I tried about five times to post. Those captchas are absoulutely craptastic Hank. Have you even tried using your own blog comment system. It sucks big time.

Anonymous said...

I wanted to say on topic though that this was a great and important post before I was totally sidetracked by such an onery and frustrating comment system.

Dan Dorman said...

The idea Chris is talking about isn't exactly without merit. By way of example, a lot of the work in natural language processing has moved toward a stochastic approach rather than an algorithmic one. Anand Rajaraman wrote a couple of good posts around the premise that "more data usually beats better algorithms." This seems to support the idea that correlation, i.e. a sufficiently large data set, can--at least in some cases--outperform a fully developed causal model.

I don't disagree with you, Hank, in fact I really appreciate the historical context you provided for your point of view; I just think you're overreacting to the article's sensationalism. Dude's got to sell magazines, after all!

Anonymous said...

I think you should open up your mind a little, instead of feeling threatened by your world loosing a logical explanation.
What Andreson says is just another way of viewing things. Is not right nor wrong.
You're entitled to dislike it, but not at all to rant about it.

Che said...

@Anonymous

Glad someone knows what Hank is entitled to do.

Am I entitled to say this?

Anonymous said...

"You're entitled to dislike it, but not at all to rant about it."

Speaking of logic...

Dan Lewis said...

A similar argument to Anderson's applies to, as an example, robot localization and navigation. Ben Kuipers wrote a bunch of papers about ontological approaches to navigation. This is a good introduction.
http://www.cs.utexas.edu/users/qr/papers/Kuipers-NZ-08.html

His idea was that you can see localization at different scales. For instance, you have immediate sensors that a robot can use to localize in a small neighborhood, avoid obstacles and such. Higher up, the robot can use idealized models of the topology, with nodes at choice points for instance, and take a high-level approach to navigation. This is nice because you can run a much simpler program and the effects of sensor errors can be accounted for more gracefully.

However, in a world where the robot's sensors are powerful enough, or the environment is instrumented enough with RFID tags, the ontological stuff becomes superfluous. All navigation becomes local navigation. This would have been impossible scant years ago. Now it's almost inevitable.

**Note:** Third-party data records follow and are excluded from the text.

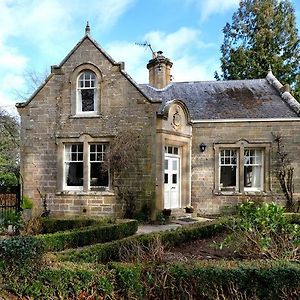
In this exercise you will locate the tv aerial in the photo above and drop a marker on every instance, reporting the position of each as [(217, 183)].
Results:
[(147, 45)]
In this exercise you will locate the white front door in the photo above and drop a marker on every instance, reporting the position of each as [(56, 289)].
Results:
[(171, 182)]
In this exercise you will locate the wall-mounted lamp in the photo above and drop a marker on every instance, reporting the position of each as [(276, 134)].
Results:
[(202, 147)]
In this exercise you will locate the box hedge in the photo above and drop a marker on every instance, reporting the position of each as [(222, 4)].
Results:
[(264, 280), (52, 225), (79, 237), (111, 251)]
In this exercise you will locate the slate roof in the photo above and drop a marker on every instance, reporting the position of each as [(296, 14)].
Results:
[(232, 99)]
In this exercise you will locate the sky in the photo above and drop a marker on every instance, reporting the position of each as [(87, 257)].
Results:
[(35, 34)]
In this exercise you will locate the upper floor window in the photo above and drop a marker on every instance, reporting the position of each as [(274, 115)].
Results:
[(86, 92)]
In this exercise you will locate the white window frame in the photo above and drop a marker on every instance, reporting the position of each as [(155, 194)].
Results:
[(231, 163), (92, 85), (241, 146), (85, 141), (258, 162), (99, 158), (68, 159)]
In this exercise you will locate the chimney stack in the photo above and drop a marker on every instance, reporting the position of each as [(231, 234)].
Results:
[(159, 71)]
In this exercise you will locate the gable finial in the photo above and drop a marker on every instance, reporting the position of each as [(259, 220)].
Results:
[(87, 28), (270, 69)]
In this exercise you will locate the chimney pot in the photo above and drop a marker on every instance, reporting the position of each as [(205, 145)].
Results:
[(159, 70)]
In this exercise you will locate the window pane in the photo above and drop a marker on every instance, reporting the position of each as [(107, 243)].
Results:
[(166, 178), (228, 176), (166, 164), (87, 98), (99, 176), (252, 176), (174, 165), (174, 178), (253, 168), (74, 173)]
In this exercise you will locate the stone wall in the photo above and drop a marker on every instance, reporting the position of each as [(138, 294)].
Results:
[(204, 196), (49, 118)]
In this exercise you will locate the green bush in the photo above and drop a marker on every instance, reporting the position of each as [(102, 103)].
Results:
[(142, 243), (52, 225), (26, 203), (11, 218), (207, 280), (19, 255), (262, 230), (293, 218), (86, 236)]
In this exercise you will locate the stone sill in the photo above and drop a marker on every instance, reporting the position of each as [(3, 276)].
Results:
[(80, 116), (245, 193), (82, 193)]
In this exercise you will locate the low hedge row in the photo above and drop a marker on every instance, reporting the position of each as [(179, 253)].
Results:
[(52, 225), (208, 280), (111, 251), (88, 235), (293, 218)]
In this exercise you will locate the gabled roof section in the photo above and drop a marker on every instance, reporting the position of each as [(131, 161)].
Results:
[(232, 99), (108, 57)]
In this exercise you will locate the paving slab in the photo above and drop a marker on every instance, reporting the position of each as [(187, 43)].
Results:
[(143, 229)]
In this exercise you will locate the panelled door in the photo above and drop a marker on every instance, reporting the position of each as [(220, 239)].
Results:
[(172, 182)]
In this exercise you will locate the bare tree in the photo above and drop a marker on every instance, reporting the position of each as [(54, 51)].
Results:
[(285, 172), (122, 160)]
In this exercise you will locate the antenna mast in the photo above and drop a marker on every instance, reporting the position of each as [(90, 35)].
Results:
[(146, 45)]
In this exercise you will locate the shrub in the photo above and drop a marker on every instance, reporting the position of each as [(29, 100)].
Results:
[(262, 230), (19, 256), (207, 280), (293, 218), (86, 236), (11, 218), (140, 245), (52, 225), (26, 203)]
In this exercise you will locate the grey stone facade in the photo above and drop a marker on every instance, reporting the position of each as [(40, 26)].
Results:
[(180, 116)]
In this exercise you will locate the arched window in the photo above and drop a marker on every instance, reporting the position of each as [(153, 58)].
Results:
[(86, 92)]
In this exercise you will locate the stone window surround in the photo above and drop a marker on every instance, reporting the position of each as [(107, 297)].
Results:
[(240, 147), (86, 139), (73, 89)]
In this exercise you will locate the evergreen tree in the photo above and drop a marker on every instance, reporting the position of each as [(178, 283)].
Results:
[(263, 34)]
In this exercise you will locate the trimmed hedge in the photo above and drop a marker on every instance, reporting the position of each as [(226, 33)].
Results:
[(264, 280), (111, 251), (52, 225), (86, 236), (293, 218)]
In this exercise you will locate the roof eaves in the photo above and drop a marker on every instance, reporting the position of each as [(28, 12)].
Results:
[(284, 93)]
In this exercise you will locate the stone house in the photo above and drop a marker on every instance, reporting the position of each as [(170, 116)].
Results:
[(205, 144)]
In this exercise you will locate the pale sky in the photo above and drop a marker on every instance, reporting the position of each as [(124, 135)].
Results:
[(35, 34)]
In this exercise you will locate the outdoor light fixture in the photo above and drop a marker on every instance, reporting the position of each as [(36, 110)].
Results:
[(202, 147)]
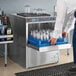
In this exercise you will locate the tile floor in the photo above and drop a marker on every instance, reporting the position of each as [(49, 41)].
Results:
[(13, 68)]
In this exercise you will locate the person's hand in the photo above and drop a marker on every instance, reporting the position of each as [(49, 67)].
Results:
[(64, 34), (53, 41)]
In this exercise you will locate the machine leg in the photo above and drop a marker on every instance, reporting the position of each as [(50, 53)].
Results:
[(67, 51), (5, 55)]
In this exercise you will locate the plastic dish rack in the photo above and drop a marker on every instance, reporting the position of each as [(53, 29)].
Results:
[(43, 43)]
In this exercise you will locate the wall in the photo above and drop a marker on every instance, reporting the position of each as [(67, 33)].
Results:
[(11, 6)]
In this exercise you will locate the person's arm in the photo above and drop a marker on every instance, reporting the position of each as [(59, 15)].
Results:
[(61, 13)]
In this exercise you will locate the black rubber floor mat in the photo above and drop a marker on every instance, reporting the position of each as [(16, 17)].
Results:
[(60, 70)]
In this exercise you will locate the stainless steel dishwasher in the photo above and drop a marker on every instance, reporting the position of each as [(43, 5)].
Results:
[(37, 25)]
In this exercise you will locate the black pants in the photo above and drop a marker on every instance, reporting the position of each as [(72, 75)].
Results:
[(74, 43)]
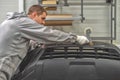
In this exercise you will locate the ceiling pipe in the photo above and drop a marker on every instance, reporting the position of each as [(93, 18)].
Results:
[(21, 6)]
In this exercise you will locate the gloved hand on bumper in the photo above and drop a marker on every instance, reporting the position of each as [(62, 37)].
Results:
[(82, 40)]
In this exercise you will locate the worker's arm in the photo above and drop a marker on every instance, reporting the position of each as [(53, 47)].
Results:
[(32, 30)]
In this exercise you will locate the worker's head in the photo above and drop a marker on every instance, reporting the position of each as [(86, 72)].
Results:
[(37, 13)]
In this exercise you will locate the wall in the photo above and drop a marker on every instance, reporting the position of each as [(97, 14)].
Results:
[(96, 16), (7, 6)]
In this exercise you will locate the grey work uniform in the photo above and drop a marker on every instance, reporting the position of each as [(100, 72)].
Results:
[(15, 33)]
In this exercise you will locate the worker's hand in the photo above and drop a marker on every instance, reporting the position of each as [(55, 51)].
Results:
[(82, 39)]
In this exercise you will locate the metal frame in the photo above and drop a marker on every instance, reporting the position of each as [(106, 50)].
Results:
[(113, 18)]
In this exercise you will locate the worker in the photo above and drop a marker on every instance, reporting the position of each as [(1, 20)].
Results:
[(17, 31)]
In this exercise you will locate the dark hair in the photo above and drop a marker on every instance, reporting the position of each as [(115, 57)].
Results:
[(36, 8)]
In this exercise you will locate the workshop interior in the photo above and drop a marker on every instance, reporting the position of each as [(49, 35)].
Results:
[(101, 17), (98, 20)]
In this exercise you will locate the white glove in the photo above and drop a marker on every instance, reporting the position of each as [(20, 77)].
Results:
[(82, 39)]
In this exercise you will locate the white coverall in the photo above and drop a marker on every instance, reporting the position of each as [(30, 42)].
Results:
[(15, 33)]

To me that's what's interesting about Anderson's argument. It is an invitation to consider where all this classical, symbolic stuff becomes not incorrect, but superfluous. It's not that models aren't helpful. They're just not helpful enough.

Anonymous said...

@Brian Yamabe
"I know of no computer model that describes the temperature for the past 100 years so why should I believe that the same model can do so going forward?"

1) Would you actually believe a model if it existed?
2) Have you looked at all for such a model?

Check this out:
http://www.met.utah.edu/news/u-study-substantiates-computer-models-for-global-warming

Scientists have been developing computer models for years and of course no model is not worth it if it can't account for past data.

Socrates7 said...

I really don’t get this entire line of argument. What’s the big deal again?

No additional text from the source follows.